ByRDs are offered on NYSE Amex Options in two forms:
Finish High ByRDSM
A Finish High ByRD is similar to a standard listed call option in that an investor purchasing a Finish High ByRD is bullish on the underlying security. Each long contract returns $100.00, if the NYSE ByRD Settlement ValueSM closes above the strike price on expiration Friday.
Finish Low ByRDSM
A Finish Low ByRD is similar to a standard listed put option in that an investor purchasing a Finish Low ByRD is bearish on the underlying security. Each long contract returns $100.00, if the NYSE ByRD Settlement Value closes below the strike price on expiration Friday.
TradeKing Securities, LLC is the first retail brokerage firm to offer ByRDs starting April 21. The Specialist will be Integral Derivatives LLC.
“At TradeKing, we are always in favor of new, responsible ways for the independent investor to diversify their financial strategies and give them more control over their financial success,” said Don Montanaro, CEO of TradeKing Group, Inc., an innovator in online brokerage and financial services.

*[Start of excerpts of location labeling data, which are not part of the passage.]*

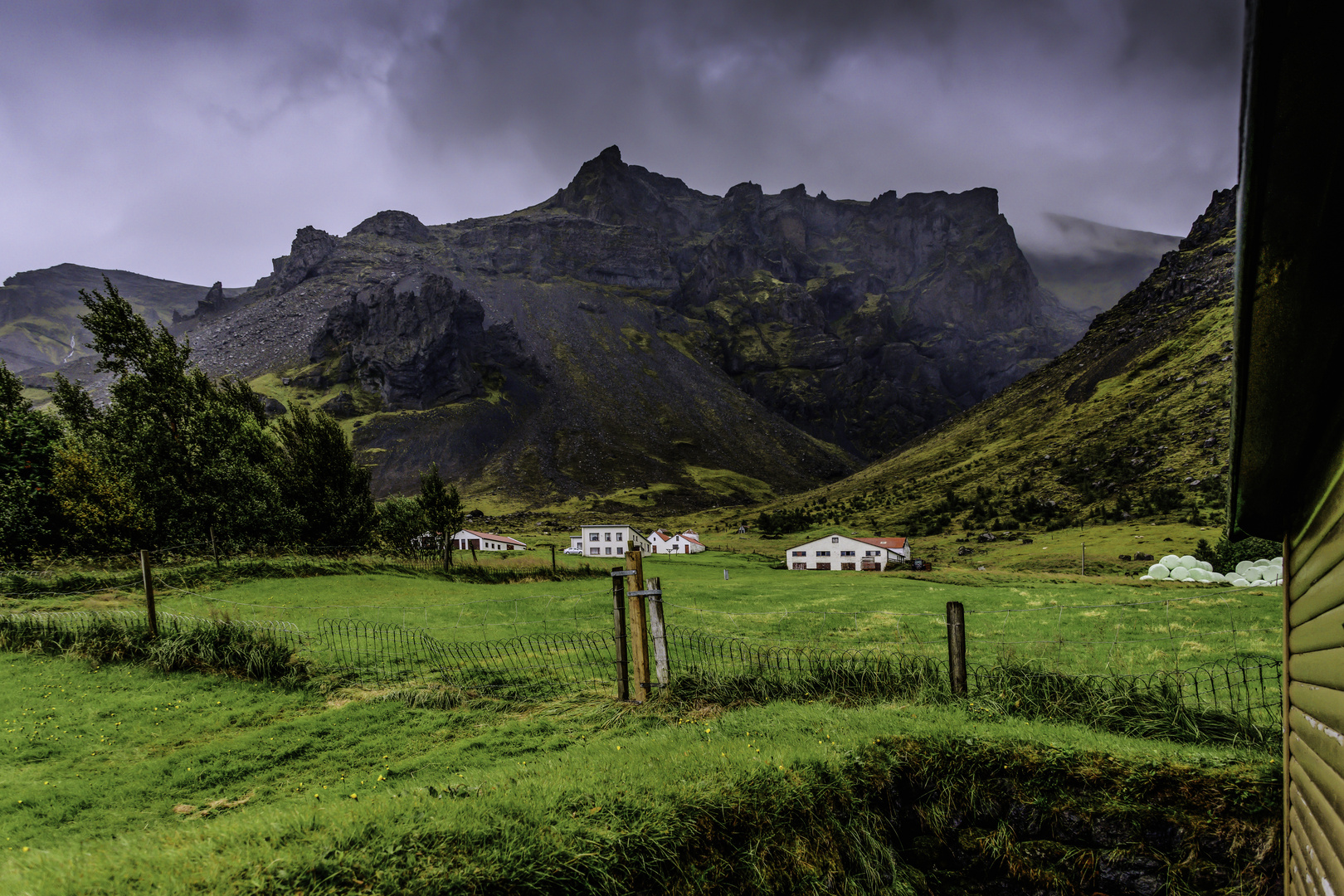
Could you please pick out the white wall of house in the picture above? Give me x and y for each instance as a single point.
(611, 540)
(680, 543)
(472, 540)
(839, 553)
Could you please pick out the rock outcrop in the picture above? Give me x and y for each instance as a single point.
(632, 329)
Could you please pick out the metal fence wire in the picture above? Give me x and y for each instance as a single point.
(537, 665)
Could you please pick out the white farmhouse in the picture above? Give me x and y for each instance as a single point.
(847, 553)
(470, 540)
(611, 540)
(686, 542)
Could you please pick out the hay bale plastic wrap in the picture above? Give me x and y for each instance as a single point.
(1187, 568)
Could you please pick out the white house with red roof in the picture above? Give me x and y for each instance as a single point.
(838, 553)
(472, 540)
(686, 542)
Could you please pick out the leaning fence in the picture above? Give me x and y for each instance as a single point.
(1225, 700)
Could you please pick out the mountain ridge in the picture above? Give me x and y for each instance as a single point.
(637, 338)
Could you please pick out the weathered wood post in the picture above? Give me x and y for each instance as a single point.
(957, 646)
(660, 635)
(147, 574)
(622, 666)
(639, 627)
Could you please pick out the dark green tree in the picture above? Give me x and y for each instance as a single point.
(399, 520)
(442, 508)
(320, 480)
(27, 441)
(195, 453)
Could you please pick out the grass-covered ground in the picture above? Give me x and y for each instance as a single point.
(1062, 621)
(127, 781)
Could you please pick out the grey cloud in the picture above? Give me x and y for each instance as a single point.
(253, 119)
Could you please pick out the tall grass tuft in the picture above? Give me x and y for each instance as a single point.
(218, 645)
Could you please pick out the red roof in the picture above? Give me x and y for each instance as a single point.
(891, 544)
(494, 538)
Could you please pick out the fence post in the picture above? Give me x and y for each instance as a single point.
(639, 629)
(957, 646)
(622, 674)
(660, 635)
(147, 574)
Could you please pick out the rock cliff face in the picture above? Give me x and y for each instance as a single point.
(1131, 421)
(633, 336)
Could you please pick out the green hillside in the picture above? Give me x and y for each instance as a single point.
(1131, 421)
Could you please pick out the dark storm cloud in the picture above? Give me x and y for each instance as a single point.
(191, 139)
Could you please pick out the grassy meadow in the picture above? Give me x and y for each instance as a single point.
(1097, 622)
(125, 781)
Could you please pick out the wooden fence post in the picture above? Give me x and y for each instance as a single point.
(957, 646)
(639, 629)
(659, 631)
(147, 574)
(622, 666)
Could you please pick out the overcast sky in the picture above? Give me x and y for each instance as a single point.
(188, 140)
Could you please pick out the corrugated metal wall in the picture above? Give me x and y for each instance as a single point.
(1313, 700)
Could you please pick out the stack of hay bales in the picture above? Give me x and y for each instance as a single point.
(1187, 568)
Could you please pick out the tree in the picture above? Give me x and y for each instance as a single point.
(399, 520)
(320, 480)
(27, 442)
(442, 508)
(191, 455)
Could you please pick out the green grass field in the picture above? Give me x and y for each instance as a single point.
(1075, 624)
(124, 781)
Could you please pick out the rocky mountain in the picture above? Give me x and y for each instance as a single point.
(1090, 266)
(39, 309)
(636, 338)
(1131, 421)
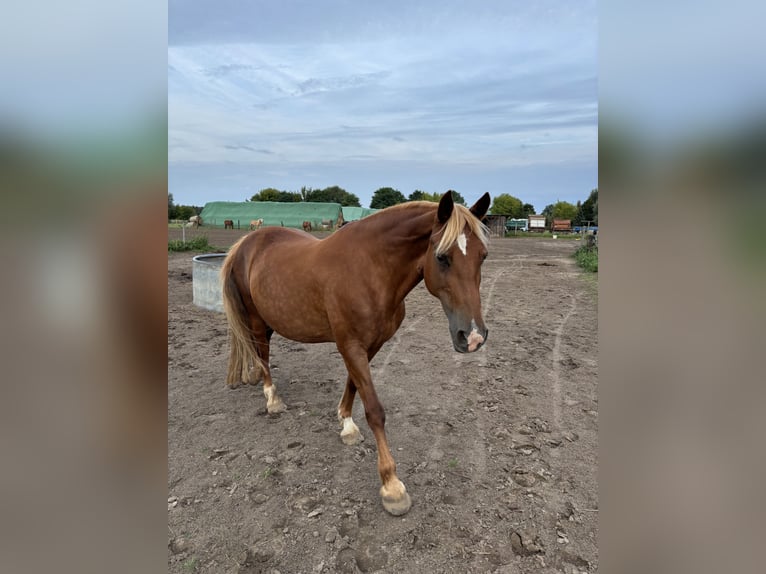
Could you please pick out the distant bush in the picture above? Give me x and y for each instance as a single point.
(199, 243)
(587, 257)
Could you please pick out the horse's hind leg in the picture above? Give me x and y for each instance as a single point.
(261, 341)
(350, 434)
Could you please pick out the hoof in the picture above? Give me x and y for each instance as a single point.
(396, 501)
(276, 407)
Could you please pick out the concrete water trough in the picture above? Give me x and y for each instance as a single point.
(206, 281)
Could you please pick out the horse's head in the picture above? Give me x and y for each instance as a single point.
(452, 269)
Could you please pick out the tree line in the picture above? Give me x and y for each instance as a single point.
(584, 212)
(504, 204)
(383, 197)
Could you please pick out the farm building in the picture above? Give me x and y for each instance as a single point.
(517, 224)
(536, 223)
(354, 213)
(272, 212)
(564, 225)
(496, 224)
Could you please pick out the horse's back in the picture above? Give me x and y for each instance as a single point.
(282, 275)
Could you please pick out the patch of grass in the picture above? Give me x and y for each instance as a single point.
(587, 258)
(544, 234)
(199, 243)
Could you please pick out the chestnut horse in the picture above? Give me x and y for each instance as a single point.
(266, 290)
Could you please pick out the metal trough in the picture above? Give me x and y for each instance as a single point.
(206, 281)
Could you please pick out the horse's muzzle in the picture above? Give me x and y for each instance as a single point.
(468, 342)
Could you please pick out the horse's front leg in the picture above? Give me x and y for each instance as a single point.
(392, 492)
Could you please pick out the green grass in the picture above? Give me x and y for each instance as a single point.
(544, 234)
(199, 243)
(587, 258)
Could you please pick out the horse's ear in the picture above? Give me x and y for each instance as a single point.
(446, 206)
(479, 209)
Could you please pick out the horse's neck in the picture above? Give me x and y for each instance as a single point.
(405, 244)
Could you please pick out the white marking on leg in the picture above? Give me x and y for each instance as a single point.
(461, 243)
(350, 433)
(474, 339)
(273, 403)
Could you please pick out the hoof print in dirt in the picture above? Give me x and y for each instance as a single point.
(523, 544)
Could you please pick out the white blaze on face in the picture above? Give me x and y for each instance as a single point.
(461, 243)
(474, 339)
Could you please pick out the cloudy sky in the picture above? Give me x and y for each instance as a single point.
(497, 96)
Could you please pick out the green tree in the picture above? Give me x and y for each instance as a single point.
(333, 194)
(419, 195)
(184, 212)
(457, 198)
(506, 204)
(564, 210)
(589, 210)
(268, 194)
(386, 197)
(290, 197)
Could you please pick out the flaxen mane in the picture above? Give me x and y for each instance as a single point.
(461, 216)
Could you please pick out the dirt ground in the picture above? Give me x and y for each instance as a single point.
(498, 449)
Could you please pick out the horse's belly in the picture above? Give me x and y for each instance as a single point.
(299, 318)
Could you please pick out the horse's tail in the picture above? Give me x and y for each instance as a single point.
(242, 353)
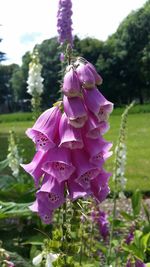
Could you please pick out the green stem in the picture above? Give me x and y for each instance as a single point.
(113, 220)
(64, 231)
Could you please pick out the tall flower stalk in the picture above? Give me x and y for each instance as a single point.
(64, 22)
(14, 159)
(119, 180)
(70, 148)
(35, 84)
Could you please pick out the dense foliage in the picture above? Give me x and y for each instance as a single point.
(122, 60)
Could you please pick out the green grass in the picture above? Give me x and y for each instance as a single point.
(27, 116)
(138, 146)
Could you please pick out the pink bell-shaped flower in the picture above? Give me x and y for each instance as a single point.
(51, 193)
(44, 131)
(71, 85)
(85, 170)
(75, 111)
(98, 150)
(75, 189)
(98, 104)
(70, 136)
(58, 163)
(86, 76)
(97, 77)
(43, 210)
(34, 168)
(94, 128)
(99, 186)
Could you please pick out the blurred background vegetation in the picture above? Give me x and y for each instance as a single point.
(123, 60)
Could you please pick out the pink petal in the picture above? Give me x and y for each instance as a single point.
(74, 109)
(84, 169)
(51, 193)
(71, 85)
(97, 104)
(70, 137)
(85, 76)
(99, 186)
(58, 163)
(97, 77)
(34, 168)
(97, 150)
(93, 128)
(75, 190)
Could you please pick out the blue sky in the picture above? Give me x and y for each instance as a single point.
(27, 22)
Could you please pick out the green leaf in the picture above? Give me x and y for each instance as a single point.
(137, 237)
(145, 240)
(12, 209)
(136, 202)
(126, 216)
(147, 212)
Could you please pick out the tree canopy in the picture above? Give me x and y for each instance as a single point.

TradeKing back on April 5th was acquired by Ally Financial as reported by LeapRate for $275 million.
“ByRDs open up a new opportunity for people to take advantage of the benefits options can deliver, but through a simpler-to-understand, regulated product that can work in up, down, sideways and turbulent markets, while appropriately limiting their profit and loss potential. We’re excited to be a part of the ByRDs’ debut,” Montanaro said.
Investors should understand the differences in risk/reward profiles and settlement between standard listed options and ByRDs before entering into any ByRDs transaction.